André CORNILLE    Trompette
PARAMOUNT (1940)
« 1er Prix du Conservatoire de Lille en 1924 et au Conservatoire de Paris en 1926
(élève d'Eugène FOVEAU). Il a été soliste aux Concerts Colonne. En 1932, il rejoint
les Collégiens de Ray VENTURA et restera avec eux plusieurs années. Il fait partie
de l'orchestre de Jacques HELIAN de 1944 à 1956. »  (d'après Jacques HELIAN)
Ray VENTURA joue pour la danse en 1936 CHEZ  Ray  VENTURA  (ex CHEZ  Harry PILCER) établissement qu'il a ouvert récemment avec un orchestre " amélioré " comprenant notamment Philippe BRUN, Gus DELOOF et André CORNILLE aux trompettes et Josse BREYERE et André CAUZARD aux trombones.   (Jazz Hot de novembre 1936 et Noël 1936)   (La Semaine à Paris, en novembre 1936)

COSTIA   Chef d'orchestre
L'IMPERATRICE - CHEZ  LEDOYEN (1941)  SHEHERAZADE (1941)  TANAGRA (1942)
Il dirige son orchestre tsigane en 1938 et 1939 au  SHEHERAZADE et, en 1947 au  PAVILLON  de l'ELYSEE.   
                                                                                    
Raoul COURDESSE    Saxo ténor    Clarinette  Hautbois
PARAMOUNT (1940)
« Celui qui se disait, lui-même : « le bel hautbois dormant »  a fait partie, en 1934 des « Grégoriens » de GREGOR. En 1936, il appartient à l'orchestre de Jo BOUILLON où il restera jusqu'à la mobilisation de 1939. En 1940, il est recruté par Raymond LEGRAND, comme musicien et, parfois, comme chanteur. Il participe en 1942, avec cette formation à une tournée en Allemagne pour jouer dans les stalags de prisonniers français. Il entre en 1947 chez Ray VENTURA et figure parmi les « Collégiens » dans le film : ‟ Mademoiselle s'amuse ‟. Raoul COURDESSE a été réengagé en 1953 par Raymond LEGRAND dans un orchestre très actif en 1953 et 1954. »  (d'après Jacques HELIAN - Les Grands Orchestres de Music Hall en France) 

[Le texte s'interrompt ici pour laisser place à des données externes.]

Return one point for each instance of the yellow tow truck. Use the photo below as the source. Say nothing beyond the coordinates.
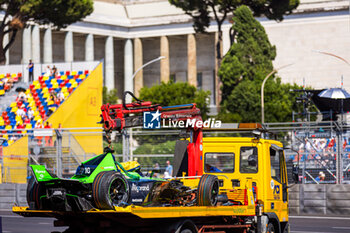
(240, 185)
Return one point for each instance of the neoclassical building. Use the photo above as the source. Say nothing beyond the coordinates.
(128, 33)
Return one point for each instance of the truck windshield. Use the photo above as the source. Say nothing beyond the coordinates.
(219, 162)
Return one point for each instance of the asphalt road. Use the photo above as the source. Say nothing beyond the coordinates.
(299, 224)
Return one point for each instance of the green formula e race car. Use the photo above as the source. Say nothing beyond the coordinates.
(102, 183)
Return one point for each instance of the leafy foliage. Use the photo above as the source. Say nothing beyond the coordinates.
(57, 13)
(243, 69)
(109, 96)
(167, 94)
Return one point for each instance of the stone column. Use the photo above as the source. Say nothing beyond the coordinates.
(4, 43)
(191, 60)
(36, 44)
(48, 46)
(164, 63)
(68, 47)
(109, 63)
(128, 68)
(89, 47)
(26, 45)
(217, 79)
(138, 59)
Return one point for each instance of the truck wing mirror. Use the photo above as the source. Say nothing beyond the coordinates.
(295, 173)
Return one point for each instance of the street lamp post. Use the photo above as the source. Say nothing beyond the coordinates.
(262, 90)
(127, 141)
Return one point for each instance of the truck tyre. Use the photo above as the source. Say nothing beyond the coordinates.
(34, 191)
(208, 190)
(270, 228)
(110, 189)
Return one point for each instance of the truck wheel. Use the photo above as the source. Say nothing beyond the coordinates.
(208, 190)
(110, 189)
(270, 228)
(34, 191)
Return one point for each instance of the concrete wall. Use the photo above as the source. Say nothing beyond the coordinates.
(319, 199)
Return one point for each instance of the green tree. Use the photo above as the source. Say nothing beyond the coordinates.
(243, 69)
(167, 94)
(109, 96)
(200, 11)
(58, 13)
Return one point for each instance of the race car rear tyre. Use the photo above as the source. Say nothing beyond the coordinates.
(35, 191)
(110, 189)
(208, 190)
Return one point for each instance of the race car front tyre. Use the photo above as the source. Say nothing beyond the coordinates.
(208, 190)
(110, 189)
(35, 191)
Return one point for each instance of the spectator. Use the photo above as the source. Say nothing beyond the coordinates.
(321, 177)
(31, 70)
(168, 170)
(30, 114)
(60, 96)
(48, 139)
(54, 71)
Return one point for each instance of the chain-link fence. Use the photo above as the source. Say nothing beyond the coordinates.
(314, 146)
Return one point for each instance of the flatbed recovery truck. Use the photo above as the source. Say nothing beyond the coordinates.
(253, 187)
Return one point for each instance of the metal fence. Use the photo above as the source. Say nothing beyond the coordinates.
(315, 146)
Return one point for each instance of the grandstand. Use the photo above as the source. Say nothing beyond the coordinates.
(54, 100)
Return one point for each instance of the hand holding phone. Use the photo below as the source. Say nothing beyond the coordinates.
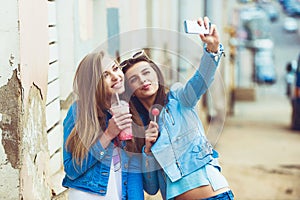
(192, 27)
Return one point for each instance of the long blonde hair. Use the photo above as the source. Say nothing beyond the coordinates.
(92, 106)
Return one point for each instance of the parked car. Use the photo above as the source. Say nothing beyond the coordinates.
(270, 9)
(292, 7)
(290, 24)
(290, 77)
(296, 99)
(264, 68)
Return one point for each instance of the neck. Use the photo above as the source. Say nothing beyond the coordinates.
(148, 102)
(111, 99)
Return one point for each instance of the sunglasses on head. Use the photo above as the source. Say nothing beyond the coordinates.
(138, 56)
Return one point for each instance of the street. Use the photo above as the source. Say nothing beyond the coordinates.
(259, 153)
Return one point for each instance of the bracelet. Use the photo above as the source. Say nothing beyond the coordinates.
(210, 51)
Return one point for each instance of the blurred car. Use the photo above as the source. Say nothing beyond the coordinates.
(296, 99)
(292, 7)
(290, 24)
(270, 9)
(290, 77)
(264, 68)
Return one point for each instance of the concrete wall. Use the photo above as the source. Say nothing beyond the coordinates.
(42, 45)
(10, 101)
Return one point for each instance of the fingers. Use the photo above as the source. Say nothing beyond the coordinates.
(204, 22)
(151, 133)
(122, 121)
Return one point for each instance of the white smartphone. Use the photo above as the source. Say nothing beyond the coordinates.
(192, 27)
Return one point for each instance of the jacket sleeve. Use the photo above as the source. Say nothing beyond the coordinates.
(150, 169)
(190, 94)
(135, 179)
(96, 153)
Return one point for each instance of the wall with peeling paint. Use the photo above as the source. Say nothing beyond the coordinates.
(23, 86)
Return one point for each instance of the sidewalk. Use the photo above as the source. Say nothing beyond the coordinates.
(259, 154)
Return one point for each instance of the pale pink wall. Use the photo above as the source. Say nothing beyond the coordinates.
(34, 47)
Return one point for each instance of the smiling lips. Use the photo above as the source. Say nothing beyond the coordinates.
(117, 85)
(146, 86)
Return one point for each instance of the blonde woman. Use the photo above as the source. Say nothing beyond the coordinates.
(98, 165)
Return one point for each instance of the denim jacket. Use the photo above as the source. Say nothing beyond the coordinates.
(182, 146)
(93, 175)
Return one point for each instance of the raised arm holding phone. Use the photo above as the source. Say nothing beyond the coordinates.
(178, 159)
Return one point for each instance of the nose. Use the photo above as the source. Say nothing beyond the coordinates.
(114, 76)
(142, 79)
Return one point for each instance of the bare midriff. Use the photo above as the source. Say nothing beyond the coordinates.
(201, 193)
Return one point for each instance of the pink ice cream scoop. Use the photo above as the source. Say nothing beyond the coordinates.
(155, 112)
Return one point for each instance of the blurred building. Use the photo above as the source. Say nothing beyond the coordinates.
(42, 44)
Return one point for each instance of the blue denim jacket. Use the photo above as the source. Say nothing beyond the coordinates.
(93, 175)
(182, 146)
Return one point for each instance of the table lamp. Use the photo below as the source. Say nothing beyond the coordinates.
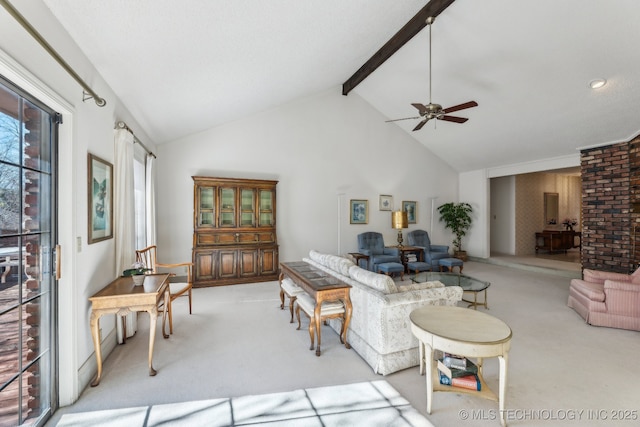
(399, 221)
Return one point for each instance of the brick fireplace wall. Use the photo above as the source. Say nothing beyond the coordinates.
(610, 188)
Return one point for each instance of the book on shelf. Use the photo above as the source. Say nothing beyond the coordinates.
(454, 361)
(470, 382)
(452, 372)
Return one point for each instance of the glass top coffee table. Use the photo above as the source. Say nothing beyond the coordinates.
(467, 283)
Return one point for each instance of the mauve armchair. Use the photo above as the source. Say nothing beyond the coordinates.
(607, 298)
(432, 253)
(371, 243)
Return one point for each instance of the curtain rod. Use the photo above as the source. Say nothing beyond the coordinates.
(123, 125)
(88, 93)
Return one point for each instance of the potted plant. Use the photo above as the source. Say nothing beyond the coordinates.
(137, 272)
(457, 218)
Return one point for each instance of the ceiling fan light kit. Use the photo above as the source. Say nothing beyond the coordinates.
(597, 83)
(435, 111)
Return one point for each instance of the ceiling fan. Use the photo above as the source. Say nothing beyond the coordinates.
(435, 111)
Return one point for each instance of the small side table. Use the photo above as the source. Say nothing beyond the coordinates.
(358, 256)
(404, 250)
(466, 333)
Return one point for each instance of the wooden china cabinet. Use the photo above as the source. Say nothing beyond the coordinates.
(234, 231)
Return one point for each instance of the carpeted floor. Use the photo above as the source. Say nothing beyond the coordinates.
(373, 403)
(238, 342)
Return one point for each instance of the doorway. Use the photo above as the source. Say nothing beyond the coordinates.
(28, 235)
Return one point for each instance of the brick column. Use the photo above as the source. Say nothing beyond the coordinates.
(607, 227)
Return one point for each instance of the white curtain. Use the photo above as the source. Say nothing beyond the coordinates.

Chico  CRISTOBAL     Saxo ténor
BŒUF  sur  le  TOIT (1944)
« Du 10 mai au 4 juin 1944, il joue au  BŒUF  sur  le  TOIT, dans un orchestre dirigé par Jacques HELIAN et qui comprend aussi Pierre FOUAD (drums), Bernard PEIFFER (piano) et Hubert ROSTAING (clarinette). » (d'après Jacques HELIAN)
Le 18 novembre 1945, à l'ECOLE  NORMALE  de  MUSIQUE, il fait partie d'un orchestre de 17 musiciens : le Grand orchestre de l'Armée de l'Air dirigé par Tony PROTEAU et présenté par le Hot Club de France.  (Jazz Hot de décembre 1945) 
  
Jean-Pierre  DARIEL   Drums  Chef d'orchestre
CHEZ  CARRERE (1941 / 1942)  VILLA  d' ESTE (1942)
En 1948, fait partie de l'orchestre d'Eddie WARNER.

Roby DAVIS    Saxophone
Salle  GAVEAU  (1940)  VILLA  d'ESTE (1941)  JIMMY' S  BAR (1943)
Il dirige son orchestre en 1949 au  Nouveau   CORSAIRE.

Claude  DEBUSSY   Compositeur
Salle  PLEYEL (1941)

DELMON    Chef d'orchestre
MAXIM'S (1941)
L'orchestre DELMON joue, de 1930 à 1934 au  VERSAILLES, en 1934 au  MONICO et, en 1934 / 1935 au LANGER'S. En 1936, il est au  TRIOMPHE.